All this was enough to amaze her who was on the opposite side—and it did so. She sees the ruin of the wall, and she marvels. But the Lord did not build again that which He had destroyed but encourages her to do as He had done. In divine grace He had crossed the line from God’s side of it, and He would gladly draw her from that side of it where sinners lay in their separation from God. And He accomplishes this.
But it is always the conscience that must do this. It is conscience that has put us on the other side.
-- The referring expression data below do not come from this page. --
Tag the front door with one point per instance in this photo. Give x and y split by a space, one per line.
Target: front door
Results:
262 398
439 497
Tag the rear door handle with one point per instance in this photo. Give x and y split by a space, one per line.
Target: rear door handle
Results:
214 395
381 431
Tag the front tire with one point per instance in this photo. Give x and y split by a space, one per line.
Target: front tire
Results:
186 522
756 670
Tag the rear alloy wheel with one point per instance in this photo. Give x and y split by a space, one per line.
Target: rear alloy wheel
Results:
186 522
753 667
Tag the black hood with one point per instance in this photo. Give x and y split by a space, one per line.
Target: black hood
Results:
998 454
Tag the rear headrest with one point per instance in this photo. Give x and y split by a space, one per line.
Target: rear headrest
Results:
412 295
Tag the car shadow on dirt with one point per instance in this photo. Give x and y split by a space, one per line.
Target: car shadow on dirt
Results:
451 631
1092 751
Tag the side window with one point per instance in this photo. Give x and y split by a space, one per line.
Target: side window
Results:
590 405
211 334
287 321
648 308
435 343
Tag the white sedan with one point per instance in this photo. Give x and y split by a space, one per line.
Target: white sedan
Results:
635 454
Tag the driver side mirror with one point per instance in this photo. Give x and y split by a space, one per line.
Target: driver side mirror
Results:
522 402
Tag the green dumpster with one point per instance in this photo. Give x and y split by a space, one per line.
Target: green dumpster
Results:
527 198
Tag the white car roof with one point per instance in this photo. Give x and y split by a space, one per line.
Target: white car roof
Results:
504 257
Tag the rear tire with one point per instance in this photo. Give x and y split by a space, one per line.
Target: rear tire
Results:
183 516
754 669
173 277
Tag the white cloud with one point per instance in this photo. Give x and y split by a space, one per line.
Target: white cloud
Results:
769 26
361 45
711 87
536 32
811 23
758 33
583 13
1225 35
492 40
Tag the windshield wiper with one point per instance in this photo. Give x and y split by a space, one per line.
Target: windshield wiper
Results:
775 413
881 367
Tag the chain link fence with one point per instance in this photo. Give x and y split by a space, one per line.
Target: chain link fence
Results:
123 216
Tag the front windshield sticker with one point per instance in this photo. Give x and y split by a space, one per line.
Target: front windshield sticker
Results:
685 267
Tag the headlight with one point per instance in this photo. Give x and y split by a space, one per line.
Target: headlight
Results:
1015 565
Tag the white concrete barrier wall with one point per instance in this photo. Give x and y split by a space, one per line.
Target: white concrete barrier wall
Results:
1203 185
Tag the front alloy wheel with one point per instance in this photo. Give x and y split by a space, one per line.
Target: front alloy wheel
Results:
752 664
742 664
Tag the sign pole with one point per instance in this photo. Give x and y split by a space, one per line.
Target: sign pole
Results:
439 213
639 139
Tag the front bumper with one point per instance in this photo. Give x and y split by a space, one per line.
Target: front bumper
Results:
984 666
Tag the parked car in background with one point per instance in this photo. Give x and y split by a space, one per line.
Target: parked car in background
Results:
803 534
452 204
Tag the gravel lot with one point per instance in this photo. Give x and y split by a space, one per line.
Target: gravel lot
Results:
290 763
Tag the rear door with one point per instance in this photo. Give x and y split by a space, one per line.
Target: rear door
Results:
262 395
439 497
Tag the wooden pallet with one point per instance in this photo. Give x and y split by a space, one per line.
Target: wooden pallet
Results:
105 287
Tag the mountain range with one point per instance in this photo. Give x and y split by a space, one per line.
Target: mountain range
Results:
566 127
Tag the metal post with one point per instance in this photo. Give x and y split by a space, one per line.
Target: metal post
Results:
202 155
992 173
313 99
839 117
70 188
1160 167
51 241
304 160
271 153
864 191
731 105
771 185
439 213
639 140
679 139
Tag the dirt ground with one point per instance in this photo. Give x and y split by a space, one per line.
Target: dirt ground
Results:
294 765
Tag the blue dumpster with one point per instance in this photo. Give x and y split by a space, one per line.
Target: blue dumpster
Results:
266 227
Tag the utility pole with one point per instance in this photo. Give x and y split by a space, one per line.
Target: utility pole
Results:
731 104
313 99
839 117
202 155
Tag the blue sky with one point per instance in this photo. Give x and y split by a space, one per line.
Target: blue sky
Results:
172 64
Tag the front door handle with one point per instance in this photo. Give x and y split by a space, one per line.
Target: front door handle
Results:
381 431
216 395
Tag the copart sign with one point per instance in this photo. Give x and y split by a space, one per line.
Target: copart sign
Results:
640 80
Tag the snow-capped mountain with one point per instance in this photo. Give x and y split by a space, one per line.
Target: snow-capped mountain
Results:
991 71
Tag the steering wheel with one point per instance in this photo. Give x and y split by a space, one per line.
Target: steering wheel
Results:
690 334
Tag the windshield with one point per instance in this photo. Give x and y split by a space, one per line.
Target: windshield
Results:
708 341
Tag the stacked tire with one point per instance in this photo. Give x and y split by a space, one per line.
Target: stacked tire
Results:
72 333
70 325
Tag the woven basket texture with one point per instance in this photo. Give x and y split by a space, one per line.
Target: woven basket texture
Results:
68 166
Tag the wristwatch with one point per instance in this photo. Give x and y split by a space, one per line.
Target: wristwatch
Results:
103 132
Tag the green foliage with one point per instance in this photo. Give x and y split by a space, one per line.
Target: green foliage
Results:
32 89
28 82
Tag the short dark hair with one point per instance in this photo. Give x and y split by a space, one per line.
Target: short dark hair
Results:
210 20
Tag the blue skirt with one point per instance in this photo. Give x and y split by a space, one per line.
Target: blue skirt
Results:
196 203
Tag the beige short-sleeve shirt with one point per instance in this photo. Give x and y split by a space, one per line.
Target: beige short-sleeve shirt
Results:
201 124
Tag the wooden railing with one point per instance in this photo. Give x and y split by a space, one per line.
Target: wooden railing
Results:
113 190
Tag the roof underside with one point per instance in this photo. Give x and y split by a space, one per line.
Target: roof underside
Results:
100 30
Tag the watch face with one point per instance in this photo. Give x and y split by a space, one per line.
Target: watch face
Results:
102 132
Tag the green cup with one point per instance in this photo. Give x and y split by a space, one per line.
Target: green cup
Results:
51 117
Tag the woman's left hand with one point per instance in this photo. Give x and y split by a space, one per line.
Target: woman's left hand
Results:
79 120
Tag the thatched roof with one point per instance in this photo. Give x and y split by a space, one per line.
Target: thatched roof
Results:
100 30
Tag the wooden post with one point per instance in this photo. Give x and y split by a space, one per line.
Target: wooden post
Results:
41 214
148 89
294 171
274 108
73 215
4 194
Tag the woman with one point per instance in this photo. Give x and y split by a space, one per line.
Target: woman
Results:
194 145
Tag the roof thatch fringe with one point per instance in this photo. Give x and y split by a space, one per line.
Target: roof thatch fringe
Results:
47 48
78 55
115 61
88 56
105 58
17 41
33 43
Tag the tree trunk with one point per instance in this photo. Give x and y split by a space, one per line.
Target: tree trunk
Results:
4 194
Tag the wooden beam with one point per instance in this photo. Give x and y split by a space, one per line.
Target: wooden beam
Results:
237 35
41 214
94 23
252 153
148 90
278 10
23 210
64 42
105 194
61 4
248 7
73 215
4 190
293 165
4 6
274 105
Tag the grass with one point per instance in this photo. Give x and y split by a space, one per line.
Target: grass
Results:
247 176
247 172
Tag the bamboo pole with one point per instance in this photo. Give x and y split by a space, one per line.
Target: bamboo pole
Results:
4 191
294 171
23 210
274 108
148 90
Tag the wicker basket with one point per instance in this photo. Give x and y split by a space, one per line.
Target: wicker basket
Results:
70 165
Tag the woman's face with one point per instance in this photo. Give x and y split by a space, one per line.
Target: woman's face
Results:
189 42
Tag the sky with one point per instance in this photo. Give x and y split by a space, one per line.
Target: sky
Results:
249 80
Conscience put Adam amongst the trees of the garden, and it is that which keeps us all “short of the glory of God,” or of the divine presence in peace. It is therefore the conscience that must cross the boundary, and it is that which Jesus brings across it on this occasion. He exposes her to herself, He convicts her, He lets her know all things that ever she did; but it is in that very character that she reaches him (see verse 29).
Have we crossed it, as she did? With all the recollections of conscience, without keeping back a secret, have we reached Him? If His glory were to break full in the twinkling of an eye, are we conscious at this moment, that we should not “come short” of it? This is, indeed, with this sinner of Samaria, to be on the right side of the boundary line; to be treading with firm foot, on the ruin of all partition-walls in His peaceful presence now and looking to be in His glorious presence forever!